Ran the KL divergence tests from PR #8 on the AVX2 kernel fix from this PR. Hardware: Intel i5-1135G7 (Tiger Lake), 32GB RAM, Windows 11. Build: 8194 (1179bfc82) with Clang 22.1.2.

System info: CPU : SSE3 = 1 | SSSE3 = 1 | AVX = 1 | AVX2 = 1 | F16C = 1 | FMA = 1 | BMI2 = 1 | AVX512 = 1

Test setup

• F16 reference: dequantized from Bonsai-1.7B.gguf (Q1_0_g128) using llama-quantize --allow-requantize
• Dataset: wikitext-2-raw, -c 512 --chunks 100
• F16 perplexity: PPL = 24.04, 41.5 tok/s prompt processing
• Q1_0_g128 perplexity: PPL = 24.09, 27.0 tok/s prompt processing

x86 AVX2 Divergences

Metric	Q1_0_g128 (1.13 BPW)
Same top p	99.220 ± 0.055 %
Mean KLD	0.000224 ± 0.000002
Maximum KLD	0.013303
99.9% KLD	0.002923
99.0% KLD	0.001273
Median KLD	0.000150
1.0% KLD	-0.000008
Minimum KLD	-0.000083
Mean Δp	-0.005 ± 0.002 %
Maximum Δp	4.779 %
99.9% Δp	2.198 %
99.0% Δp	1.122 %
95.0% Δp	0.511 %
Median Δp	-0.000 %
5.0% Δp	-0.534 %
1.0% Δp	-1.120 %
Minimum Δp	-3.440 %
RMS Δp	0.352 ± 0.005 %

Comparison with PR #8 reference (ARM NEON / generic scalar)

Metric	ARM NEON	x86 AVX2 (this PR)
Same top p	99.965 %	99.220 %
Mean KLD	0.000000	0.000224
Maximum KLD	0.000065	0.013303
RMS Δp	0.006 %	0.352 %

The AVX2 kernel shows measurably higher divergence compared to the NEON/scalar reference. The likely cause is floating-point operation ordering: our AVX2 path pre-multiplies d0 * d1 as a combined scale per sub-block, while the scalar reference accumulates d1 * sumi_block per sub-block then multiplies by d0 at the end. This difference in FP associativity accumulates across the 28 layers.
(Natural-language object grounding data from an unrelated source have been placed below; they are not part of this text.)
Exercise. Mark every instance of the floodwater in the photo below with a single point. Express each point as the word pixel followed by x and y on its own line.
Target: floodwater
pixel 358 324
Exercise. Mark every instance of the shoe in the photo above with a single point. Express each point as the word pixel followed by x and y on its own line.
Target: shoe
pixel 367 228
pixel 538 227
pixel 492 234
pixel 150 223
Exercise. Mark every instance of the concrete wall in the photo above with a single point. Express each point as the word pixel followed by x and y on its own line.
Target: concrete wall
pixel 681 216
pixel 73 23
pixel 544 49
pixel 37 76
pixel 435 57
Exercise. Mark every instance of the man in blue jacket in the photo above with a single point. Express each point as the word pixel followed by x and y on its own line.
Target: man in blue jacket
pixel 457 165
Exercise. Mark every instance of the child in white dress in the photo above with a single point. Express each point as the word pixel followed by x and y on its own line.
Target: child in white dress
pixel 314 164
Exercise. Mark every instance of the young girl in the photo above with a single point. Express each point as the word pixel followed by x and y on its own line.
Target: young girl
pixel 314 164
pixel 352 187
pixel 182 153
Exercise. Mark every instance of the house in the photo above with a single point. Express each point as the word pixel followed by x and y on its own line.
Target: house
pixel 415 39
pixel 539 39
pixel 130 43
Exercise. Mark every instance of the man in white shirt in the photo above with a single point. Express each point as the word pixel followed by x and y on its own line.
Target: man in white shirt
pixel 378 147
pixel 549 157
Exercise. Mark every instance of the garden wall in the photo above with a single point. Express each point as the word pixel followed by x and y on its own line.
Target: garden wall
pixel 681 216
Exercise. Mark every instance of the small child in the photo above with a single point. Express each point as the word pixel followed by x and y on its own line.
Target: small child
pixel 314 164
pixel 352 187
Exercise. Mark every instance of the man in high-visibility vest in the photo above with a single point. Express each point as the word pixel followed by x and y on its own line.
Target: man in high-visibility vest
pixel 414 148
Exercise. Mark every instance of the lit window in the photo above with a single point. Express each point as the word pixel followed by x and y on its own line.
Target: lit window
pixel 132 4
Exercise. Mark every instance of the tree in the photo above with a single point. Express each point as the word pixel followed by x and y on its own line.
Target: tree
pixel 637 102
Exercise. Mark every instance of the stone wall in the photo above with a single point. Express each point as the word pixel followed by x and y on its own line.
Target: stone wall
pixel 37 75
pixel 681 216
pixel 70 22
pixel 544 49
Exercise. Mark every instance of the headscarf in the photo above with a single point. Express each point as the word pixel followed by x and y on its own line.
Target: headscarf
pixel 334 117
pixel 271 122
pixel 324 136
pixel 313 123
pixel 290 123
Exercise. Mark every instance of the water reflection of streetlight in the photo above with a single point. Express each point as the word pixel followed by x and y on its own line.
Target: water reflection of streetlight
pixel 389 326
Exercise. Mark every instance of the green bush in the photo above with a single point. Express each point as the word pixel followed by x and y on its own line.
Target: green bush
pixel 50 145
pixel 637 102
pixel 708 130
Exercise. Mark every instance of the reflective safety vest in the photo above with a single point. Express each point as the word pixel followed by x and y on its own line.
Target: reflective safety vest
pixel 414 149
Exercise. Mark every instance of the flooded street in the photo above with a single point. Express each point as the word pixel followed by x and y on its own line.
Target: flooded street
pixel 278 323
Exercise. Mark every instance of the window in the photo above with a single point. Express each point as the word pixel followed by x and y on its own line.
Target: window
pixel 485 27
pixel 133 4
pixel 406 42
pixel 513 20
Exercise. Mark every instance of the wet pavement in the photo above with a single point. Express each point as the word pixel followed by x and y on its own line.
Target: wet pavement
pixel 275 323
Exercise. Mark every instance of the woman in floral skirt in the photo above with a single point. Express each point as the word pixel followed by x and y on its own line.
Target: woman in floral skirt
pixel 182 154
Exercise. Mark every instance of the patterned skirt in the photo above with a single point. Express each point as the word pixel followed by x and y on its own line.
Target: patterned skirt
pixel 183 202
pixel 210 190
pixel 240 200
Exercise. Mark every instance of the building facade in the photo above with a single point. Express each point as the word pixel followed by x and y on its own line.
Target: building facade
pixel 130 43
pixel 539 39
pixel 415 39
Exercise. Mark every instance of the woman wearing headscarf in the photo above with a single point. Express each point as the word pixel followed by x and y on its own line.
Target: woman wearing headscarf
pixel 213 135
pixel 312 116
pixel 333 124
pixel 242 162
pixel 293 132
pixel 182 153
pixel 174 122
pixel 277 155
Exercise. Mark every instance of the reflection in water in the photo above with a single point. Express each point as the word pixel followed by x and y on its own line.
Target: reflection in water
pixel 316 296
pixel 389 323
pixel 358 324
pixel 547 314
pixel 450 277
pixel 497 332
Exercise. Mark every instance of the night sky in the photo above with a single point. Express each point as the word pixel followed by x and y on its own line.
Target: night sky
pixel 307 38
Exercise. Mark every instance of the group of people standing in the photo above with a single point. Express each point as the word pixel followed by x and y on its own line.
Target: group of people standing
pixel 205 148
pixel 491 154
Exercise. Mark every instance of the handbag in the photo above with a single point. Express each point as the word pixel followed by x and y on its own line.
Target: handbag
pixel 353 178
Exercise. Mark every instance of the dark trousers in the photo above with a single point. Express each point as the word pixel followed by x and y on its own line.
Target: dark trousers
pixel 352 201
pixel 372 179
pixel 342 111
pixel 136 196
Note: @zcattacz's XOR+SUB approach posted above uses the two-level accumulation pattern (acc_block += dk * dot, then acc += d0 * acc_block) which more closely matches the scalar reference FP ordering — it may produce better KLD numbers. Worth testing.

Output quality is still good despite the divergence — text generation is coherent and the PPL difference is only 0.057 (24.09 vs 24.04).